Oregon Tavern Age: Silence

It was me and the bartender, a bartender whose face and short black hair style reminded me of a flapper. Port Orford was deserted on a weekday in the winter of 2013 or was it 1923? Time often becomes timeless in OTA country.

I ordered a beer and the bartender met me with a glacial (not the global warming kind) expression and didn’t say a single word. The utter indifference was utterly charming. A stone-face flapper.

A storm was raging outside of Pitch’s East and sending a creek of rain down the streets and sidewalks. It also knocked out the internet and dish and cable and telegraph. That meant: No jukebox. No television. No video lottery. No noise of any kind, except rain battering the windows.

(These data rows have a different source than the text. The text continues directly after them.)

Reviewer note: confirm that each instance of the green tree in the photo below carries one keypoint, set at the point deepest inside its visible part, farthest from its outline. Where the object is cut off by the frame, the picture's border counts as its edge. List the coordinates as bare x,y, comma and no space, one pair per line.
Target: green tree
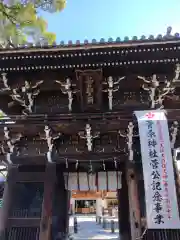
20,21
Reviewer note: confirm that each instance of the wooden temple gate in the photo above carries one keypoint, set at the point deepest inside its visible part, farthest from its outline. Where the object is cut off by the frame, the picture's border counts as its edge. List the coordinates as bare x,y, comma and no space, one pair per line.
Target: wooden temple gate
70,110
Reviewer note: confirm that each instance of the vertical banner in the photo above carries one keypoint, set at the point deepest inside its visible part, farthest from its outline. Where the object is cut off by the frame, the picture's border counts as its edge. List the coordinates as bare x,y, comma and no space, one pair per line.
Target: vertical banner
160,193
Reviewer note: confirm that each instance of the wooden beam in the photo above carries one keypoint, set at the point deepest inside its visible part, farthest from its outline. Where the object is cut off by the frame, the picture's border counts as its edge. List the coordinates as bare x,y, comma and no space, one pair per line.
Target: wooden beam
23,222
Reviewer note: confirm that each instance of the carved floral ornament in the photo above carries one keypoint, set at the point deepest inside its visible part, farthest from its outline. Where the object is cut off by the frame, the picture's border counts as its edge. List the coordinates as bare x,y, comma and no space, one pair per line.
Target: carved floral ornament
156,93
12,145
26,94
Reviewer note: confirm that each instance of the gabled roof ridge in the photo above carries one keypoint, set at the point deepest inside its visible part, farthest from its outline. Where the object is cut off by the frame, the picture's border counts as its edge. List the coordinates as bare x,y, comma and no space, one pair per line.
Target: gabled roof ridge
94,44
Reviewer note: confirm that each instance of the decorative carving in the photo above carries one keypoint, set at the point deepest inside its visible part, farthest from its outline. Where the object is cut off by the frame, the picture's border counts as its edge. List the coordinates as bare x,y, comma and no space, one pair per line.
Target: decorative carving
50,141
11,144
88,136
156,94
112,87
129,136
67,88
5,83
23,96
177,72
90,90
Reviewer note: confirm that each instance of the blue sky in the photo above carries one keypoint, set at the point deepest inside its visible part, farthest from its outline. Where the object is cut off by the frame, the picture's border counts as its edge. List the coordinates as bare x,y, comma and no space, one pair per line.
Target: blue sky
88,19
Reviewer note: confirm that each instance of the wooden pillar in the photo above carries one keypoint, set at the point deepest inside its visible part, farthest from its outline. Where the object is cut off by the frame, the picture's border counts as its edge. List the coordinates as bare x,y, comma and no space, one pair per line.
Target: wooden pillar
46,217
60,209
134,204
7,199
123,208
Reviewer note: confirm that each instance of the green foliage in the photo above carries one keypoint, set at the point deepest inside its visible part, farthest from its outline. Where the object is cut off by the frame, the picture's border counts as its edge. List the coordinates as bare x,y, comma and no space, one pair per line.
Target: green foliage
20,23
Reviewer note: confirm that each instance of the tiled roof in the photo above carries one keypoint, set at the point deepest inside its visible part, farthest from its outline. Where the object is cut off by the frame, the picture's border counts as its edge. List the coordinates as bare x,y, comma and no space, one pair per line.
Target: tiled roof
143,39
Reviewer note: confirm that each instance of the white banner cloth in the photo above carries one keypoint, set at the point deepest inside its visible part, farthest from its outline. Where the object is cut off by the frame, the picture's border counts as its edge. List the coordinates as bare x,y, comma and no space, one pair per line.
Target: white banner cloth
160,193
108,181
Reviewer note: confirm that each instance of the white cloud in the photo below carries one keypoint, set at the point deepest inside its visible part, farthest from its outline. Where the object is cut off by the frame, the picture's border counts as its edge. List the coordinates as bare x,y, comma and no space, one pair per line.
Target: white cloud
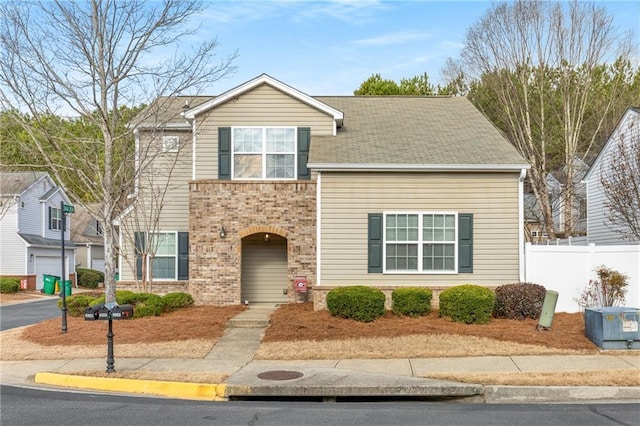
393,38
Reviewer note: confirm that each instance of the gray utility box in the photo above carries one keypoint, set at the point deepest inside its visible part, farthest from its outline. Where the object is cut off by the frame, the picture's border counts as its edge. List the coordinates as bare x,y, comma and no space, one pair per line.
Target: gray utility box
613,327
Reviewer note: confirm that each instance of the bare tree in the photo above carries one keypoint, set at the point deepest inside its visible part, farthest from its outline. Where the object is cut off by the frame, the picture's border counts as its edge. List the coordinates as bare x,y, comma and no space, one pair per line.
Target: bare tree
620,178
538,66
88,59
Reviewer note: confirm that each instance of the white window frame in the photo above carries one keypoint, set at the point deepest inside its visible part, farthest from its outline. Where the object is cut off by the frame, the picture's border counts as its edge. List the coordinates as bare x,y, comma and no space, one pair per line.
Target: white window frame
56,222
420,242
155,256
264,153
170,143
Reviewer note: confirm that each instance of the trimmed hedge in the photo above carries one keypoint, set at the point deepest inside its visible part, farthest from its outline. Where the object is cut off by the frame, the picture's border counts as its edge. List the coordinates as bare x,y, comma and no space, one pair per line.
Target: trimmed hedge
174,301
468,303
9,285
411,302
89,278
360,303
519,301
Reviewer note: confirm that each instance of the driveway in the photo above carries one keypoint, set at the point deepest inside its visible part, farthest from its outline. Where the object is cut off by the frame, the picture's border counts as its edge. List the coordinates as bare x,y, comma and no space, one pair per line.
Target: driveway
27,313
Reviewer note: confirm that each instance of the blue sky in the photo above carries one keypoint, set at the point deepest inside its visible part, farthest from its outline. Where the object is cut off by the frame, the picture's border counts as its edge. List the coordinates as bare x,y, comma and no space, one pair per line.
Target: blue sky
331,47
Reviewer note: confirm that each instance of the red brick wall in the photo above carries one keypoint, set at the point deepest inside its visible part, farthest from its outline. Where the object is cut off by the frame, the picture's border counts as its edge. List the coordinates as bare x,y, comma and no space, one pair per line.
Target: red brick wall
284,208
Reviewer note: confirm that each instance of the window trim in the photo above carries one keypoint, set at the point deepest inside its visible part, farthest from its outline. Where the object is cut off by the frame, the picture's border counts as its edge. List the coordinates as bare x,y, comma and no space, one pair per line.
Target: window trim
155,255
420,243
55,222
264,153
170,146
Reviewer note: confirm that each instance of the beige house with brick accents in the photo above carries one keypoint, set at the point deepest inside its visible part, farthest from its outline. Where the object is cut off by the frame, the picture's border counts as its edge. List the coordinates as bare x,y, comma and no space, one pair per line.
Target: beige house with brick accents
273,189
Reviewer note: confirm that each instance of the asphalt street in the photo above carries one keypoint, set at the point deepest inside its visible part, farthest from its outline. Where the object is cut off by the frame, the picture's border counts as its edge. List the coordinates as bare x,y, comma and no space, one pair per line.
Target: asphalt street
21,406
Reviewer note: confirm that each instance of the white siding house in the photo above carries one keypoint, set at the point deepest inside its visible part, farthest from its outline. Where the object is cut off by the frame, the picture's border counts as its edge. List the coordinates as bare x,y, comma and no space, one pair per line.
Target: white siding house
30,228
599,228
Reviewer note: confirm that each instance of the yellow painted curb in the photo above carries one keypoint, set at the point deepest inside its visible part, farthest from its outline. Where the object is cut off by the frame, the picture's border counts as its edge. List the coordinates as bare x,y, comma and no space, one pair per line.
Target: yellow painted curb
182,390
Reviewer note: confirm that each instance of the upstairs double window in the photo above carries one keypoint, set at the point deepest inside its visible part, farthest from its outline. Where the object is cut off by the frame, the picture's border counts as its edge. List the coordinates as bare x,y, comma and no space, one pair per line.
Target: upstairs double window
264,152
55,219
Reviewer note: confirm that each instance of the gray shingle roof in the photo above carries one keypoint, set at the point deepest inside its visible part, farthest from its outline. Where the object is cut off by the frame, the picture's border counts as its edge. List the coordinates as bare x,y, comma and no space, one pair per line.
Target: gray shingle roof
15,183
405,130
166,110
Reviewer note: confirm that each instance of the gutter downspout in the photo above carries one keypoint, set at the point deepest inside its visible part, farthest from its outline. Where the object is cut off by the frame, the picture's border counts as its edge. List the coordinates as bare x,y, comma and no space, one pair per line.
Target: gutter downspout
318,229
521,256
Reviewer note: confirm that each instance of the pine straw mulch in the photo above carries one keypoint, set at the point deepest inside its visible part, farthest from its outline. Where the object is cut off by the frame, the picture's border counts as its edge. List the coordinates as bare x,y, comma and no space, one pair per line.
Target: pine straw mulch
297,332
296,322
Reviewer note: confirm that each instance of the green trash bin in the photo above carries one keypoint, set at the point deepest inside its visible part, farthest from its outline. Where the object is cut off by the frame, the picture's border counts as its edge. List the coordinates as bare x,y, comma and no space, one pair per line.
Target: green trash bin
50,283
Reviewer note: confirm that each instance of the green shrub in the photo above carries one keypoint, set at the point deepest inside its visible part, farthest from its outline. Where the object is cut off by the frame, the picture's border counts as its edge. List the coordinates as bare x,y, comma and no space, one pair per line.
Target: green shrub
468,303
126,297
9,285
122,297
89,278
411,302
175,301
360,303
148,305
519,301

I sat near the window, sipped the porter, and wrote in my spiral notebook. Perforations leaked onto the chipboard floor.

The bartender looked highly suspicious of me. Seeing someone writing in longhand in public, let alone a bar, does unnerve some people, perforations falling to the floor, too.

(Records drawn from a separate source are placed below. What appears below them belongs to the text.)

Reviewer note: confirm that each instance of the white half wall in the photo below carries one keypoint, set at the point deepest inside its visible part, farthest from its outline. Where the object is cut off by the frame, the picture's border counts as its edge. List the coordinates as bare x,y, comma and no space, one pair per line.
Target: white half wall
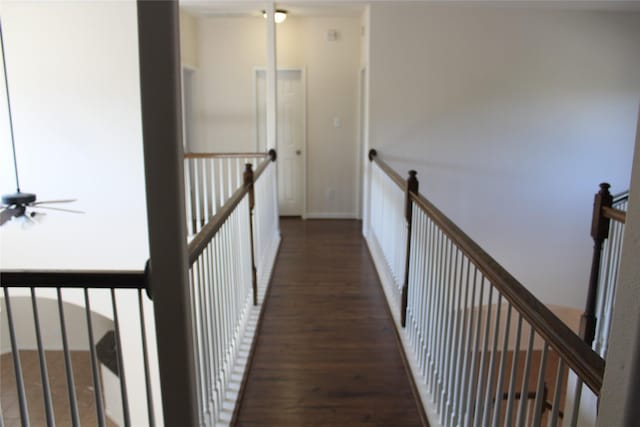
512,116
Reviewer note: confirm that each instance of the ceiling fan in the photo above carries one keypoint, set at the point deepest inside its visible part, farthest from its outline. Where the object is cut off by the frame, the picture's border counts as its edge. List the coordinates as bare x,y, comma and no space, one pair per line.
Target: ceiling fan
18,204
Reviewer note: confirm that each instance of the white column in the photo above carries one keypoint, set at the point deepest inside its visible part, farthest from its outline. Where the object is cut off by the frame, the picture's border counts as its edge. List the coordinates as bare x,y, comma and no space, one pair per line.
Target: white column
621,388
272,104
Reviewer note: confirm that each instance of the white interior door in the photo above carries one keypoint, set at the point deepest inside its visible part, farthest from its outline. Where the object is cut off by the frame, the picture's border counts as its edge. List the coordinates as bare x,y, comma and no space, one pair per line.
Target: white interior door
290,139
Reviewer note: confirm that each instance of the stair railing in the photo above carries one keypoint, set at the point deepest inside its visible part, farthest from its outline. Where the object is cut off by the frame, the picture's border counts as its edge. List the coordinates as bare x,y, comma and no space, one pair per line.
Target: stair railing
210,179
68,315
482,349
227,284
230,258
607,230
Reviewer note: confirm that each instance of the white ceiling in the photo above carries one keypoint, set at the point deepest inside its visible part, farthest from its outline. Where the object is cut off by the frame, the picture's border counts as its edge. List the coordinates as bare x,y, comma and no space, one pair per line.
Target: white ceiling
356,7
252,8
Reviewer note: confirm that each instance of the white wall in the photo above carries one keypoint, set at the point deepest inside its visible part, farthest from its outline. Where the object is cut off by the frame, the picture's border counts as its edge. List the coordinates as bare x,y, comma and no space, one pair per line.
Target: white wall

At one point, she came over to me and pushed in a stool. It was clearly a pretext to spy. Maybe she thought I was from Yelp. Right, in long hand.

I was actually writing a letter to my father and thinking of how my father would only eat and drink in restaurants and taverns with one-syllable first names: Mac’s, Art’s, Flo’s, Sam’s, Vern’s. His sole exception was Buddy’s, but that was simply an acceptable derivation of Bud. He took me to all those joints. He used to play the gray games in OTA country before the state put the mob out of business and went into the gaming business for itself. I never got to see OTA country without video lottery games and gewgaws and tax collecting for the state and that anguishes me.

The bartender was trying to activate the dish and dial up a game show or action movie. Then the video lottery would boot up and start playing classic rock riffs, such as “Walk Like an Egyptian.” Then someone would enter and crank up the jukebox with some hair metal. Jesus. Jesus drank.

I began to pray to the one true god in OTA country—the Hamm’s bear.